I wanted to ask - did you consider wood block printing? Wood is easy to laser, and you can print reasonably well with it. It’s not soft like linoleum, of course, but if the laser is doing the carving, is that OK?

Alternatively, I’ve been eyeing https://www.rubberstampmaterials.com/laserengravablerubberandpolymer.aspx thinking of making laser cut stamps. Their “Laser Rubber” sounds pretty promising, though I haven’t tried it yet.

6 Likes

You might want to consider a hybrid approach. Get some linoleum gouges. Then just use the laser to engrave away the detail stuff and gouge our the bulk of the waste by hand. Would be faster, cleaner, and a whole less nasty.

13 Likes

Really good thought. I literally read this and looked at my friend (who’s cards we were burning) and said “why didn’t we do wood blocks?” and we both just laughed.

I guess we both got stuck on linoleum because we both have some already carved blocks that we wanted to re-visit with some tight details (hybrid method like @jkopel suggested). Having found no details online, I decided to boldly trudge into the wild unknown for the benefit of the community.

Also - I just bought some of that rubber myself - the non-odorous kind, of course. :slight_smile:

6 Likes

Acrylic works great for embossing leather and engraves nicely.

Downside is that the block might slip around a bit when loaded up with ink.

Upside is that you can see through it for registration marks. Although I guess the block would be on the bottom and the paper on top so that might not be as helpful. :wink:

3 Likes

Genius! I wonder if ink/paint will play nicely on acrylic, or if it will want to bead up and move around. Anyone tried Acrylic for printmaking?

Bummer! Thanks so much for trying out linoleum and posting your results. I had bought some small unmounted linoleum sheets with the Inventables gift cert and was looking forward to trying it - now, not so much.

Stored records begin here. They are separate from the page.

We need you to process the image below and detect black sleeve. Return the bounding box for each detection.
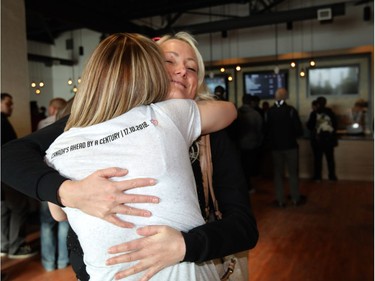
[183,128,259,262]
[1,116,68,205]
[306,111,316,132]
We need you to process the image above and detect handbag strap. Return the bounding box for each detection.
[199,135,222,221]
[199,135,236,281]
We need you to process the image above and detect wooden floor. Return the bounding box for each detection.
[2,179,374,281]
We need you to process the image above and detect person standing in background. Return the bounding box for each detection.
[306,100,321,182]
[308,97,338,181]
[38,98,69,271]
[236,95,263,193]
[1,93,37,259]
[38,98,66,130]
[265,88,306,208]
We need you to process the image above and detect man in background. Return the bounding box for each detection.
[1,93,37,259]
[38,98,66,130]
[307,97,338,181]
[265,88,306,208]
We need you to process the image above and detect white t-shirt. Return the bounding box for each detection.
[46,99,220,281]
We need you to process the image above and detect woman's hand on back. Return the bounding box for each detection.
[107,225,186,281]
[59,168,159,228]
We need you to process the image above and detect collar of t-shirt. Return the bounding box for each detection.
[275,100,284,107]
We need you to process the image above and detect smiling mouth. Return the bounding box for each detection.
[171,80,186,89]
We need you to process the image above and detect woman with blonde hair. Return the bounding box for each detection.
[2,32,258,281]
[46,33,236,281]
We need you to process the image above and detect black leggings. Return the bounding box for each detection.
[67,227,90,281]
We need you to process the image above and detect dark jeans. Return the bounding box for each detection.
[314,145,336,179]
[1,183,30,255]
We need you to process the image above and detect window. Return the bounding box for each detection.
[307,65,359,96]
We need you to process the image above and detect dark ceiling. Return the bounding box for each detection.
[25,0,369,44]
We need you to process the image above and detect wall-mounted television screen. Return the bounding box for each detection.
[307,64,359,96]
[243,70,288,100]
[204,74,229,100]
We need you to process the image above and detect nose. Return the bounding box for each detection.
[174,64,186,76]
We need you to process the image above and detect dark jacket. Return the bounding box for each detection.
[265,102,303,150]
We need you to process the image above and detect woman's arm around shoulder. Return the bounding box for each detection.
[197,100,237,135]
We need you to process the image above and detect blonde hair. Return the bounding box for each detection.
[65,33,170,130]
[157,31,214,100]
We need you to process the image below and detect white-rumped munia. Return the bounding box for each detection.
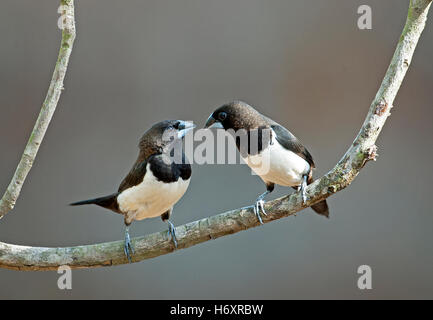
[205,101,329,223]
[71,120,194,262]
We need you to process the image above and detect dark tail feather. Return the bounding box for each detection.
[311,200,329,218]
[69,193,119,212]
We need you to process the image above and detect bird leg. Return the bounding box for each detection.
[123,225,135,263]
[166,219,177,249]
[254,190,271,224]
[298,175,308,204]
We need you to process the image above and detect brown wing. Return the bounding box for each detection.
[271,124,315,168]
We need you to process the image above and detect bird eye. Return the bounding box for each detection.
[218,112,227,121]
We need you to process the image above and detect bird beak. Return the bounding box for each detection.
[177,121,195,139]
[204,115,224,129]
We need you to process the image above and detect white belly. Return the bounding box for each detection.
[243,135,310,187]
[117,164,190,221]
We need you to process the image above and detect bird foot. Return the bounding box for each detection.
[298,176,308,204]
[123,231,135,263]
[167,220,177,249]
[254,197,267,224]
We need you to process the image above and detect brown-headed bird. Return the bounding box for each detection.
[205,101,329,223]
[71,120,195,262]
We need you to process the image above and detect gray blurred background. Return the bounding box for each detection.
[0,0,433,299]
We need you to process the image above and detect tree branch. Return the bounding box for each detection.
[0,0,432,270]
[0,0,75,219]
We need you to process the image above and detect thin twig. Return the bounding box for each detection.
[0,0,431,271]
[0,0,75,219]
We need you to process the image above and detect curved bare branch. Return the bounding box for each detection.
[0,0,432,270]
[0,0,75,219]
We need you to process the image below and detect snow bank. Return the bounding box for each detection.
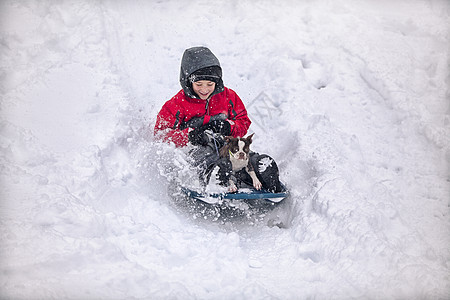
[0,0,450,299]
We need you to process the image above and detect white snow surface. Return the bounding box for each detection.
[0,0,450,299]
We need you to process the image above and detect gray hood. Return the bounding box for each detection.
[180,47,224,99]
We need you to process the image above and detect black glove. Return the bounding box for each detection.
[188,128,208,146]
[180,113,227,130]
[201,120,231,136]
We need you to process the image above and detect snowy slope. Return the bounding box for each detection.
[0,0,450,299]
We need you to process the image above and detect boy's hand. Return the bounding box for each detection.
[180,113,227,130]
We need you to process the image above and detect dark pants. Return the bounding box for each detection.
[190,145,282,192]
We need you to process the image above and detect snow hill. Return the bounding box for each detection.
[0,0,450,299]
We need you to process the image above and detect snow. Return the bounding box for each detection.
[0,0,450,299]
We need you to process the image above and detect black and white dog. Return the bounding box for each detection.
[219,134,262,193]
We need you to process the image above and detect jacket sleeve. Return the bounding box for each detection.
[154,99,189,147]
[227,89,252,137]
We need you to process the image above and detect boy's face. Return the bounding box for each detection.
[192,80,216,100]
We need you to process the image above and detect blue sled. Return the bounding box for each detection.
[181,184,289,204]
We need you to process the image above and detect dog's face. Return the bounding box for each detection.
[225,134,253,160]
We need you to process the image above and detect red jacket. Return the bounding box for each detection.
[154,87,251,147]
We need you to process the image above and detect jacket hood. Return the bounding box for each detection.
[180,47,224,99]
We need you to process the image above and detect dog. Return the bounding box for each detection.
[219,133,262,193]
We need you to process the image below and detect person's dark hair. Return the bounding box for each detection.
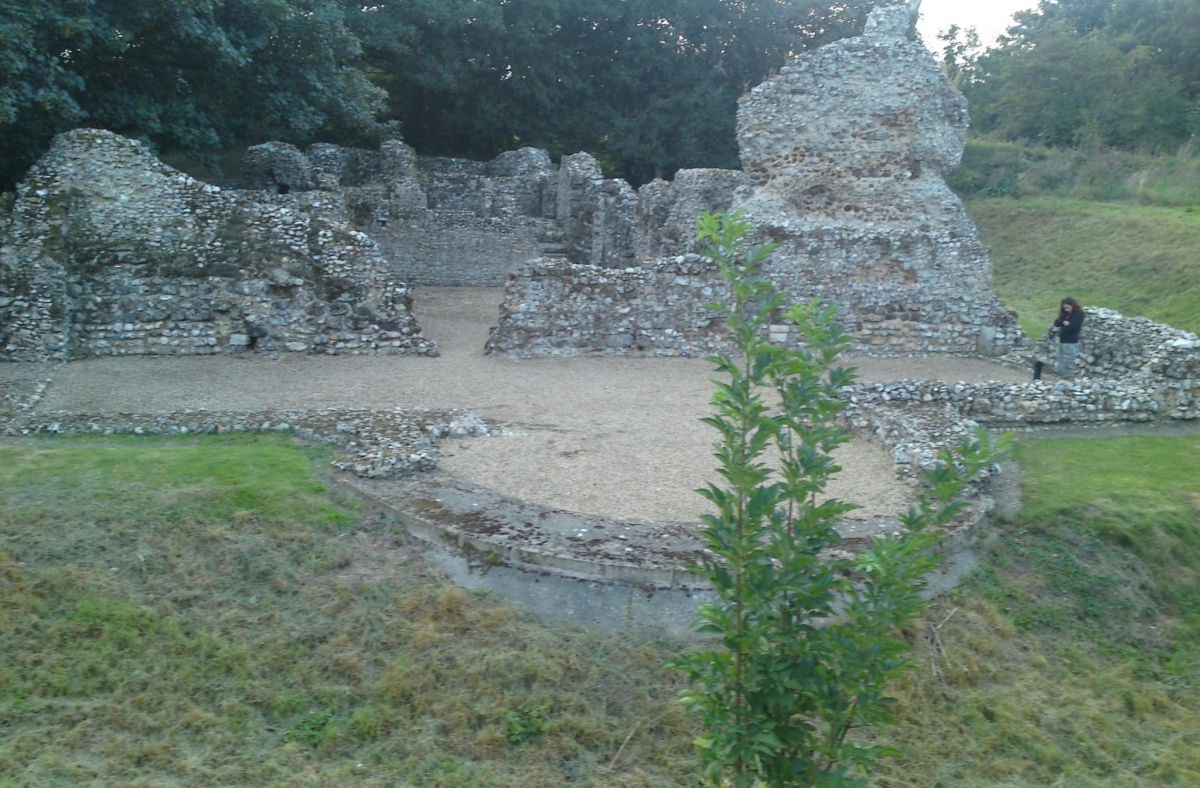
[1058,296,1087,319]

Wood block printing is looking a lot more appealing!

I would try cleaning with a different solvent, like alcohol or aceitone.

1 Like

Or vinegar?

1 Like

I have never tried vinegar.

1 Like

Not even on fish and chips?

1 Like

:grin: I’ve eaten it and turned wine into it, but the only thing I ever cleaned with it is windows.

3 Likes

I’m reading this way after the fact, but REALLY glad the GF search query works. I have a roll of Linoleum about 100’ x 12". I bought it a long time ago to print on skateboard decks. I was just eying it, thinking coasters…? Glad I checked.

Since this post, I’ve seen someone else with better luck than me, and for a curved surface such as a skateboard deck, linoleum may be a way to go. I still stand by my experience, but I can also be a bit focused on the downsides, sometimes, and in nearly every other utilization, you can print make with better materials - but curved surfaces…

@ryanjpedersen the skateboard deck thing is history. I’ve been considering good materials for coasters. The PG plywood has MDF in the middle. Not great. Acrylic is kind of slippery. I do want to try felt, but don’t have any yet. In any case, knowing that linseed oil is a big ingredient of linoleum, it makes sense that it would make a huge mess. And my vent through the window is still kind of half assed, so no-go on lino.

How about a material sandwich: leather stuck to acrylic for rigidity stuck to felt for softness on the furniture.

Or perhaps cork?

@markwal, I do have leather coaster blanks that are thick enough without the sandwiching, but I like the way you think.